🤖 AI Summary
To address the low efficiency of federated learning (FL) in low-Earth-orbit (LEO) satellite constellations caused by bandwidth-constrained satellite-to-ground communications, this paper proposes a communication-efficient, algorithm-agnostic error-feedback FL framework. The method performs local iterative training and gradient compression onboard satellites, and introduces a provably convergent error-compensation mechanism prior to ground-station aggregation to dynamically correct compression-induced bias.
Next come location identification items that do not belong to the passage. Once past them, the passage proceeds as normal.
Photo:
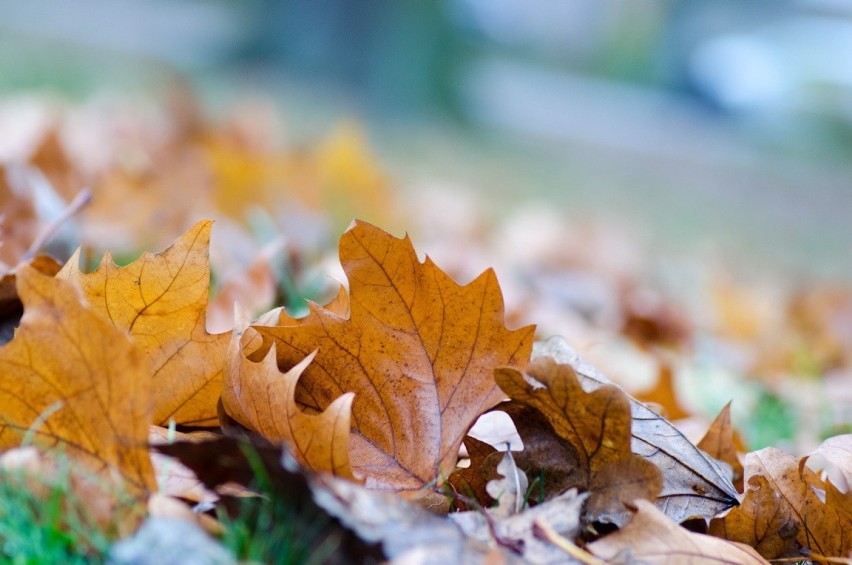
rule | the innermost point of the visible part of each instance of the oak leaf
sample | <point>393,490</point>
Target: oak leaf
<point>763,521</point>
<point>72,378</point>
<point>417,349</point>
<point>472,481</point>
<point>261,398</point>
<point>693,483</point>
<point>161,300</point>
<point>833,461</point>
<point>651,537</point>
<point>596,425</point>
<point>821,528</point>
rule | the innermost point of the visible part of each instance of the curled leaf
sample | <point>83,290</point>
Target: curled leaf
<point>69,377</point>
<point>693,483</point>
<point>260,397</point>
<point>161,300</point>
<point>596,425</point>
<point>417,349</point>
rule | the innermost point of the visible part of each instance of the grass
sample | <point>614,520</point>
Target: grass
<point>276,527</point>
<point>45,522</point>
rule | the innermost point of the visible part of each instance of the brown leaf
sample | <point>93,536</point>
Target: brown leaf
<point>720,443</point>
<point>160,300</point>
<point>75,380</point>
<point>260,397</point>
<point>821,528</point>
<point>546,457</point>
<point>418,351</point>
<point>833,460</point>
<point>471,481</point>
<point>763,521</point>
<point>510,489</point>
<point>518,531</point>
<point>651,537</point>
<point>693,483</point>
<point>596,424</point>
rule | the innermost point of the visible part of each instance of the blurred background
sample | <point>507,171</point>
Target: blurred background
<point>666,183</point>
<point>724,125</point>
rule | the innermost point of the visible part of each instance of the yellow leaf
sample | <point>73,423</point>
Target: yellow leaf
<point>259,397</point>
<point>161,301</point>
<point>75,380</point>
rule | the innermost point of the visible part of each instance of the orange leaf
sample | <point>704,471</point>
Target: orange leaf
<point>821,528</point>
<point>81,376</point>
<point>597,424</point>
<point>651,537</point>
<point>259,397</point>
<point>763,521</point>
<point>161,300</point>
<point>417,349</point>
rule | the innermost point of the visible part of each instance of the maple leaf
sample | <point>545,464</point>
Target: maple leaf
<point>780,486</point>
<point>258,396</point>
<point>160,300</point>
<point>651,537</point>
<point>596,425</point>
<point>693,483</point>
<point>76,380</point>
<point>418,351</point>
<point>472,481</point>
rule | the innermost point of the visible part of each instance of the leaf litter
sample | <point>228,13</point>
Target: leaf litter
<point>372,396</point>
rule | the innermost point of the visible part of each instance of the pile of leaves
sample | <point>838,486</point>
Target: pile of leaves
<point>373,414</point>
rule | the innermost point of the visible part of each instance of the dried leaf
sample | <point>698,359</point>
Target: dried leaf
<point>418,351</point>
<point>762,521</point>
<point>820,528</point>
<point>720,443</point>
<point>597,425</point>
<point>260,397</point>
<point>161,300</point>
<point>519,531</point>
<point>833,461</point>
<point>75,380</point>
<point>693,483</point>
<point>472,481</point>
<point>651,537</point>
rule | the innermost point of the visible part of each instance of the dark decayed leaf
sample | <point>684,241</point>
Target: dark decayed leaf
<point>694,484</point>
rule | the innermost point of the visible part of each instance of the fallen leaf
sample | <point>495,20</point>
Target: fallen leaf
<point>651,537</point>
<point>663,394</point>
<point>261,398</point>
<point>820,528</point>
<point>519,530</point>
<point>720,442</point>
<point>69,377</point>
<point>693,483</point>
<point>417,349</point>
<point>551,461</point>
<point>762,521</point>
<point>510,489</point>
<point>597,425</point>
<point>471,481</point>
<point>160,300</point>
<point>833,461</point>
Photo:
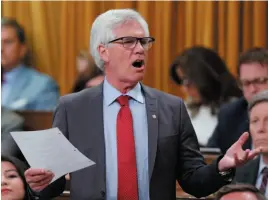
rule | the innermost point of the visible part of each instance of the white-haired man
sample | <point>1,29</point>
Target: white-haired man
<point>255,172</point>
<point>141,139</point>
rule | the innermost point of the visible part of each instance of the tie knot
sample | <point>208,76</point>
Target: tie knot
<point>123,100</point>
<point>265,171</point>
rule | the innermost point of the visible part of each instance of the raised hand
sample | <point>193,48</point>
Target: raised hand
<point>236,156</point>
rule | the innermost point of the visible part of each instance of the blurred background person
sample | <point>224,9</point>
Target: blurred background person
<point>233,118</point>
<point>23,88</point>
<point>255,172</point>
<point>239,192</point>
<point>208,84</point>
<point>88,73</point>
<point>13,183</point>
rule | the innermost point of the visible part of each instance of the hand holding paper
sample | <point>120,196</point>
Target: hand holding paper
<point>49,153</point>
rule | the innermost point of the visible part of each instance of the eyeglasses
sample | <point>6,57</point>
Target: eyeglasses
<point>186,82</point>
<point>256,82</point>
<point>131,42</point>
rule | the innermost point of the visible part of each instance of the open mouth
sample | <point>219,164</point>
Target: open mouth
<point>138,63</point>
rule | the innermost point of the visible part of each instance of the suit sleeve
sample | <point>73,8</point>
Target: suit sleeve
<point>8,145</point>
<point>214,139</point>
<point>194,176</point>
<point>57,187</point>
Theoretical analysis guarantees convergence under non-i.i.d. data distributions. Simulations—based on realistic orbital dynamics and wireless link models—demonstrate a 42% reduction in communication overhead and a 3.8% improvement in model accuracy over baseline approaches, effectively balancing communication efficiency and model precision. The core innovation lies in decoupling the compression operator from the error-feedback design, enabling compatibility with arbitrary compression schemes and facilitating lightweight onboard computation alongside efficient ground-based aggregation.
📝 Abstract
Satellite constellations in low-Earth orbit are now widespread, enabling positioning, Earth imaging, and communications. In this paper we address the solution of learning problems using these satellite constellations. In particular, we focus on a federated approach, where satellites collect and locally process data, with the ground station aggregating local models. We focus on designing a novel, communication-efficient algorithm that still yields accurate trained models. To this end, we employ several mechanisms to reduce the number of communications with the ground station (local training) and their size (compression). We then propose an error feedback mechanism that enhances accuracy, which yields, as a byproduct, an algorithm-agnostic error feedback scheme that can be more broadly applied. We analyze the convergence of the resulting algorithm, and compare it with the state of the art through simulations in a realistic space scenario, showcasing superior performance.